Да, Таня Шлёцер была тщеславна. То, что Скрябин — талант, «Богом отмеченный», было очевидным. Оказаться «рядом с гением», — не это ли составляло тайное стремление ее души? Нет, она не лгала. Она действительно полюбила Скрябина, человека, который и сам легко «втянулся» в новые отношения, поскольку с детских лет слишком привык «быть в центре».

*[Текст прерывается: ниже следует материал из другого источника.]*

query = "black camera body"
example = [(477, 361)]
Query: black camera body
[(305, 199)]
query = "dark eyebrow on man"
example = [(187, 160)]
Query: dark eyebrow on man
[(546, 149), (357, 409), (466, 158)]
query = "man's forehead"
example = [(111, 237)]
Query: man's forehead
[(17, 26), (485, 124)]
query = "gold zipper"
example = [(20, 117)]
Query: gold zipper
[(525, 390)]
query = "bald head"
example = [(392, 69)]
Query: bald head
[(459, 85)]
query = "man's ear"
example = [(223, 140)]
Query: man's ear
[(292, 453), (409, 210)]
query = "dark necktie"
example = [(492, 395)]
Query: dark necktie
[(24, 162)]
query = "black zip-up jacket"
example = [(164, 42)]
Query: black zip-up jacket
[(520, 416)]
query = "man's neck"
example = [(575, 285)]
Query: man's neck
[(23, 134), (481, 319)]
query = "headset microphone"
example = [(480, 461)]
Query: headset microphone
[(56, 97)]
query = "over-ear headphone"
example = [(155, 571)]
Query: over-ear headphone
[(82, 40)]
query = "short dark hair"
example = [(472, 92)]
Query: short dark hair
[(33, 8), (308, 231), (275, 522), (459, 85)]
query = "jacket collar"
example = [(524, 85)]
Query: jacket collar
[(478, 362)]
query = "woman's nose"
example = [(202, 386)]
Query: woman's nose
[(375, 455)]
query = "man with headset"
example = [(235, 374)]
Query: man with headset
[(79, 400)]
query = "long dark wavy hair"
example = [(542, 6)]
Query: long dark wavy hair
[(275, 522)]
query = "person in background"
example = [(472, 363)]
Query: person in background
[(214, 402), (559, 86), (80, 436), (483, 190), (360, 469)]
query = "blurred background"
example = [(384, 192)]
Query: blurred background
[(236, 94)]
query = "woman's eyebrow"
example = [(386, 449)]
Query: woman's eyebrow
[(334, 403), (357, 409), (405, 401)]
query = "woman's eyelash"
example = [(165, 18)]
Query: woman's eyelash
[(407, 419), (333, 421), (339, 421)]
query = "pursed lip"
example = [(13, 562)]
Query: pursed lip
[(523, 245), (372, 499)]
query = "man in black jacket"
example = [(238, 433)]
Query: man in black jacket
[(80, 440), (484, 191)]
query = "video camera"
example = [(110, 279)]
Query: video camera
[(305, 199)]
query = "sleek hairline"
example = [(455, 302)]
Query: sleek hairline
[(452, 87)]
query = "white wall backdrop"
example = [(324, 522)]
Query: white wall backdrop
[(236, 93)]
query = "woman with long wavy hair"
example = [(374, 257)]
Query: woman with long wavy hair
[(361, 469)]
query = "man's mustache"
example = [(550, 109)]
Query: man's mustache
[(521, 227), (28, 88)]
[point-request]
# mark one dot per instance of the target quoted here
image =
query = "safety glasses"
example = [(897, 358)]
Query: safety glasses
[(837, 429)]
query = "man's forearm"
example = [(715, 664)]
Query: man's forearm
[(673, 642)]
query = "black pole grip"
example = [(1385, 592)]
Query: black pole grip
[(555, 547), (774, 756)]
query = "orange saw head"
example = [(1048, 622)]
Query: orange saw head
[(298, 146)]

В редкие посещения дачи Скрябиных Маргарита Кирилловна могла наблюдать и «опьяненность» Александра Николаевича, и умелые «ходы» Татьяны Федоровны, и расстроенное лицо Веры Ивановны, которая, не в силах сдержать слезы, часто убегала наверх от мужа и соперницы. Но развязка наступила не сразу, много еще в этом мучительном треугольнике было неясностей.
В первый раз Скрябин с женой расстался в середине октября: Вера Ивановна со своим отцом уехала в путешествие по Италии, оставив детей на попечение мужа и воспитательницы. Путешественники останавливаются в Ницце, Генуе, Неаполе, Римс, Милане. Скрябин пишет письма, временами похожие на отчеты о том, как веду! себя дети без матери и без деда:
— Лева был утром очень удивлен, что не нашел внизу дедушку, и несколько раз о нем вспоминал. Маруся не плакала…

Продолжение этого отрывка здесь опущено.